I don't think a wheel tax is fair at all. I pay the same wheel tax on my motorhome as the ones driving thousands of miles each yr. I put around 1000 miles on mine most yrs. but then gas tax isn't fair either as I only get 6 mpg. I put 60 miles I use 6 gallon you put 60 miles on your car and use 2 gallon. but I would much rather pay a gas tax than the wheel tax we pay here in Indiana.

another thing I really hate here in Indiana is if I buy a car or trailer that needs work and sets for 5 or 6 yrs while not being plated I have to pay back wheel and excise tax for the whole time. even though it never touched the road the wheel and excise tax is the same as if it was on the road. I buy an old mustang and title it then restore it and it takes me 10 or 12 yrs. the tax is 100.00 per yr. so I go in to plate the car I pay 1000.00 to 1200.00 just to get it on the road.

I bought a camper last spring in ohio and it had a salvage title. well thats not good enough for Indiana. I had to get a title but couldn't get plates yet.
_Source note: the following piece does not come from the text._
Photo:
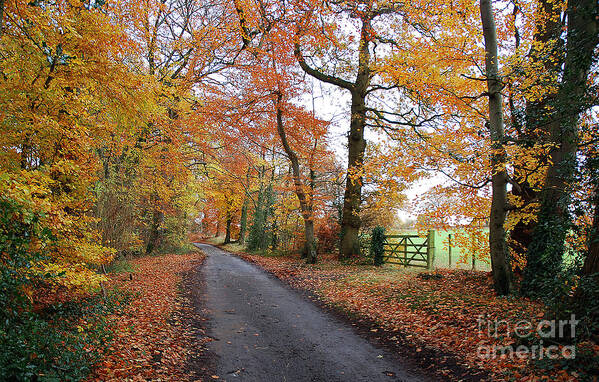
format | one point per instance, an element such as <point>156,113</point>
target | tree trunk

I paid for the title and paid sales tax. then I had to fill out paperwork and send it along with my new title to the license branch in indy along with another fee. they kept sending it back wanting more information until the summer was gone. I finally got a new Indiana salvage title in mid oct. so I wasnt going to use it so I waited until this yr to plate it. last yrs excise tax was pro rated so it wasnt that bad. but I paid full price on the wheel tax. so they charged me for plating it late, last yrs excise and wheel tax, this yrs excise and wheel tax, plus the plates. it ended up costing me 129.35 just to plate an old used camper. I had plans to just park it in tn and leave it. but I needed plates to get it there.
sherman

also I think the amish should have to plate the buggies and pay wheel tax if there is one. that would be there fair share for using the roads. this is just an opinion and not meant to start a war.


----------



## buckeyebowman (Feb 24, 2012)

If you wear glasses or contacts you just caught a little break in Ohio. No more sales tax on them. 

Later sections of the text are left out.